To Recline Your Seat or Not to Recline Your Seat – That is the Question
If you ever want to get a good debate going, ask your friends whether coach passengers have the right to recline their seat during a flight. While some people vehemently defend their right to recline, others equally defend the right to not have their kneecaps crushed. It’s something you might want to consider once you’ve snagged the best airfare prices and are ready to board.
The “don’t-crush-my-knees” group has begun to get creative, since flight attendants will tell you that if you’ve asked the person in front of you not to recline and they recline anyway, there’s really nothing they can do about it. While some tall people use Knee Defenders to keep the person in front from reclining, the job can also be done with more pedestrian objects, including zip ties and water bottles.
Zip Ties are Your Friend
The zip tie method works only if neither you nor your immediate neighbor plans to use a tray table during the flight. Here’s how it works: You use the tie to tightly bind the extension arm of your tray table to the arm of the adjacent tray table. When the person in front of you (or the person in front of the adjacent tray table) tries to lean back, the zip tie binds his seat in place. The only way to get around it would be if both he and his neighbor (sitting in front of the second bound tray table) were to recline in unison.
As for removing the zip tie at the end of the flight, nail clippers are your best bet. The zip tie you see in the picture is a giant, reusable one, but if you were to use a smaller disposable one, any standard toenail clippers should handle it. These are allowed by the TSA as long as they do not have any sort of blade accessory.
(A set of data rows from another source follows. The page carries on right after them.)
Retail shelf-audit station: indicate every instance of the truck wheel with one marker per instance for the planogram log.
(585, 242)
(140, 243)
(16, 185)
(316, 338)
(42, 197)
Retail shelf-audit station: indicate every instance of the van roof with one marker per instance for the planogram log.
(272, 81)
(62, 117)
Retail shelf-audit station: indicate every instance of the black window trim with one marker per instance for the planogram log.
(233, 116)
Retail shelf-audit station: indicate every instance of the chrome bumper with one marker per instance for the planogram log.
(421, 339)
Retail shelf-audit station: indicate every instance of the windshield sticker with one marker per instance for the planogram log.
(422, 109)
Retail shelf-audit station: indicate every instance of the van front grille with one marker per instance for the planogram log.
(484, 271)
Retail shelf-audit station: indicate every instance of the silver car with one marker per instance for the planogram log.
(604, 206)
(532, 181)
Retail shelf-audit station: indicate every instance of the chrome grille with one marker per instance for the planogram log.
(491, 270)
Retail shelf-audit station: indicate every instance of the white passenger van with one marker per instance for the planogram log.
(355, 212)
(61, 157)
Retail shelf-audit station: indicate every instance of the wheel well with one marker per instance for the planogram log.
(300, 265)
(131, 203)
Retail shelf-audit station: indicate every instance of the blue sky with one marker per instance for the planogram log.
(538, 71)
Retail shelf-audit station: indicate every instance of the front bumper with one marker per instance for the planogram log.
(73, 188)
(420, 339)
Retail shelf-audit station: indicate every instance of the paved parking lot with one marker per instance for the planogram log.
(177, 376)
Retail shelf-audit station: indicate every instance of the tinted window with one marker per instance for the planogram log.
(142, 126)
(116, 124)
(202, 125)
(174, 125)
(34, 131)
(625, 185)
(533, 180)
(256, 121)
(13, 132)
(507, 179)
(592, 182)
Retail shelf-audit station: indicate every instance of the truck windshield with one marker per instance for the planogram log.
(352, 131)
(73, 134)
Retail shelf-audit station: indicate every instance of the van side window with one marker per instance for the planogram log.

Thirst Quencher, Kneecap Saver
Another method is wedging a straight-sided water bottle between the back of your open tray table and the tray table latch, as seen in the picture. When the person in front tries to recline, their seat will bounce back to the upright position at the top of this post. Beware: the flight attendant may ask you to remove the bottle if the person trying to recline complains.
Ethics of Defense
Whether these techniques are ethically defensible is a matter of hot debate, with “right-to-recline” flyers about evenly matched with “don’t-invade-my-space” flyers. Furthermore, there is no agreement on how to put an end to these issues once and for all. Some people suggest the common courtesy of asking before reclining (or asking the person in front not to recline), or even bribing the person in front not to recline. Others contend that seats in coach should not recline at all, thus spreading discomfort more evenly throughout the cabin. Who knows? Maybe making a smart upgrade to first class is the best solution.
Or, you can just direct your cold air vent on the back of the person’s head.